Meryem'in ciddi yüzü birden şefkatli bir ifadeye büründü: "Sana bilmen gereken her şeyi anlatacağım. Ama önce olmuş olanlarla yüzleşmen ve onları kabullenmen gerek. Bunu kendi iyiliğin için yapman gerekiyor."

Ayça bunu nasıl yapabileceğini bilemiyordu. Hayatındaki en özel insanı garip bir şekilde kaybetmişti. Üstelik bunu bir yıl sonra öğrenebildi çünkü o sırada kendini de kaybetmişti. Aylarca bir hastane odasında nedeni belirsiz bir komada yaşam mücadelesi verdikten sonra bir gün öyle aniden uyanarak korktuğu şeyin başına geldiğini, Deniz'in artık olmayacağını öğrenmek kolay hazmedilebileceği şeyler değildi. Neresinden tutup yüzleşmeye başlayacağını bilmediği bir konuydu.

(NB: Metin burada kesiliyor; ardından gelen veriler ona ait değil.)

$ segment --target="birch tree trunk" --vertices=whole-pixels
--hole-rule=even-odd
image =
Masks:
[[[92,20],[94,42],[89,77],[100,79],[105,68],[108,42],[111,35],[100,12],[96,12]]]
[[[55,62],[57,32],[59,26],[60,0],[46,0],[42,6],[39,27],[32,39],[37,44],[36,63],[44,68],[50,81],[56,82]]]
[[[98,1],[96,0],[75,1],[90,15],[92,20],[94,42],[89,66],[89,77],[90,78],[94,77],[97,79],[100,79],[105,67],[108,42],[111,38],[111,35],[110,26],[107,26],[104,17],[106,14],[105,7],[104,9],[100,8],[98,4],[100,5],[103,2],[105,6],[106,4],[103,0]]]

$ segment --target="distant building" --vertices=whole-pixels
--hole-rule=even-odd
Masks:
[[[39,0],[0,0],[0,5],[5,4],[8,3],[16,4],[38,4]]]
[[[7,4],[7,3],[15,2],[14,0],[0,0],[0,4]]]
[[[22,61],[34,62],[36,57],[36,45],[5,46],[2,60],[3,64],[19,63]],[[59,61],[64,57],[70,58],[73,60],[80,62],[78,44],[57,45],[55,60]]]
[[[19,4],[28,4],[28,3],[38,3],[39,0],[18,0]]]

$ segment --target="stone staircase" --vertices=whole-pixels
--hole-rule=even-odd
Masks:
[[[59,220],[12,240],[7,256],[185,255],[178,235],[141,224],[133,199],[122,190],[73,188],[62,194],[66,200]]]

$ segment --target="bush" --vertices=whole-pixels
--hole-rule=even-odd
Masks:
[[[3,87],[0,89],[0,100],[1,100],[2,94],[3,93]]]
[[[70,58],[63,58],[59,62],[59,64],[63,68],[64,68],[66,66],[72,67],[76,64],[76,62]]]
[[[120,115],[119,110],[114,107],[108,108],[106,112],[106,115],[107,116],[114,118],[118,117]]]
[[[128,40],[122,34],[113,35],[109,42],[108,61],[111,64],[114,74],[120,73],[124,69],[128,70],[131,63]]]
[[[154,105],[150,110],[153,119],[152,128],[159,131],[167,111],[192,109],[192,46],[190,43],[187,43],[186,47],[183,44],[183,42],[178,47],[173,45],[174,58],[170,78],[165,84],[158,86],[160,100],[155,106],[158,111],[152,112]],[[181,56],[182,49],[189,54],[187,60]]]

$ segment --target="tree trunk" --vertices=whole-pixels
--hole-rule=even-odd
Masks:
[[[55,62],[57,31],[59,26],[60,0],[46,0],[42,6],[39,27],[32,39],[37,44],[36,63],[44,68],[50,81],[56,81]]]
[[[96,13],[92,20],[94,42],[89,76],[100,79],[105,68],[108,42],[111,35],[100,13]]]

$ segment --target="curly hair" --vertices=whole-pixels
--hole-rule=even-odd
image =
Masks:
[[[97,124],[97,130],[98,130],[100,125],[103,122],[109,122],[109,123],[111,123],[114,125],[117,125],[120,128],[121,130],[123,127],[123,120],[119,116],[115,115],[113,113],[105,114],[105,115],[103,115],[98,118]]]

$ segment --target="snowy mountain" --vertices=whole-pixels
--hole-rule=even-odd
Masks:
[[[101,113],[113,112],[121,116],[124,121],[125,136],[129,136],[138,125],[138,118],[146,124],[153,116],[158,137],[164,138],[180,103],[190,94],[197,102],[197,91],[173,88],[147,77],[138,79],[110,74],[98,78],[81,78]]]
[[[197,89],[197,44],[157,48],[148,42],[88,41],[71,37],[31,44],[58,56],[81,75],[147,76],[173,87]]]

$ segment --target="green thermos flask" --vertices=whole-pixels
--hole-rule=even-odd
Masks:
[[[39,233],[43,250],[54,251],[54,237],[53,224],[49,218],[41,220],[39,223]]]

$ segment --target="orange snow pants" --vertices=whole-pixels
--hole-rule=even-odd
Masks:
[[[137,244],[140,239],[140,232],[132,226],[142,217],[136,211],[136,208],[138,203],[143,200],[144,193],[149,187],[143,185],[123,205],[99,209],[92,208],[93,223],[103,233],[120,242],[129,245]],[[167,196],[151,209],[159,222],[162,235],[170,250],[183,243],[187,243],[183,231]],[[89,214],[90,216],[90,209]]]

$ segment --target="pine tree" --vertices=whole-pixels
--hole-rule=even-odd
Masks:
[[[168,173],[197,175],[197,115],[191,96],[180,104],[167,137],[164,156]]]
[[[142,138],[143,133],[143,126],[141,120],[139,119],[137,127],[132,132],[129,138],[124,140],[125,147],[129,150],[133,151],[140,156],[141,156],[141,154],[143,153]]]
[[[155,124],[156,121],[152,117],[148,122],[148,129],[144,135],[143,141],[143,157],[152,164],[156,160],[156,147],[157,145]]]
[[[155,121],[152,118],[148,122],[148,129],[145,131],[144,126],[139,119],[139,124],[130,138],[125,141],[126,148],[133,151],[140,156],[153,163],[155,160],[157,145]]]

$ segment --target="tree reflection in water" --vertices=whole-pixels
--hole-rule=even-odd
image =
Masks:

Ama öğrenmek istiyordu. Deniz'e ne olmuştu, kendisine ne olmuştu, şimdi ne yapmaları gerekiyordu? Durup düşününce, Bora ile birlikte bu eve yönlendirilmeleri tesadüf olamazdı. Meryem'in varlığı tesadüf olamazdı. Deniz artık yoktu; fakat varken her ne planlamışsa tıkır tıkır işliyordu. Yaşının ötesinde bilge görünen bu garip Meryem kişisi, belki tüm sorularına cevap verebilirdi.

Meryem yavaşça kalktı ve çıkmak üzere kapıya yöneldi. "Dur bir dakika!" diye seslendi Ayça. Meryem dönüp baktı. "Kuleye giren sendin öyle değil mi?" diye sordu. Meryem gülümsedi: "Evet" diye yanıtladı, "...ve senin izninle ya da izinsiz, girmeye devam edeceğim."

Ayça'nın merakı gitgide artıyordu:

-Ne demek izinsiz de girmeye devam edeceğim?
-Çünkü bunu yapmak zorundayım.
-O yazılar ve semboller ne için? Niyetin nedir?
-Öğreneceksin. Şimdilik sadece şunu bil, ben dostum ve sana yardım etmem için karşılaştırıldık. Şimdi uyu. Bu gece huzurlu bir rüya göreceksin ve korkuların yok olacak. Yarın tekrar konuşuruz.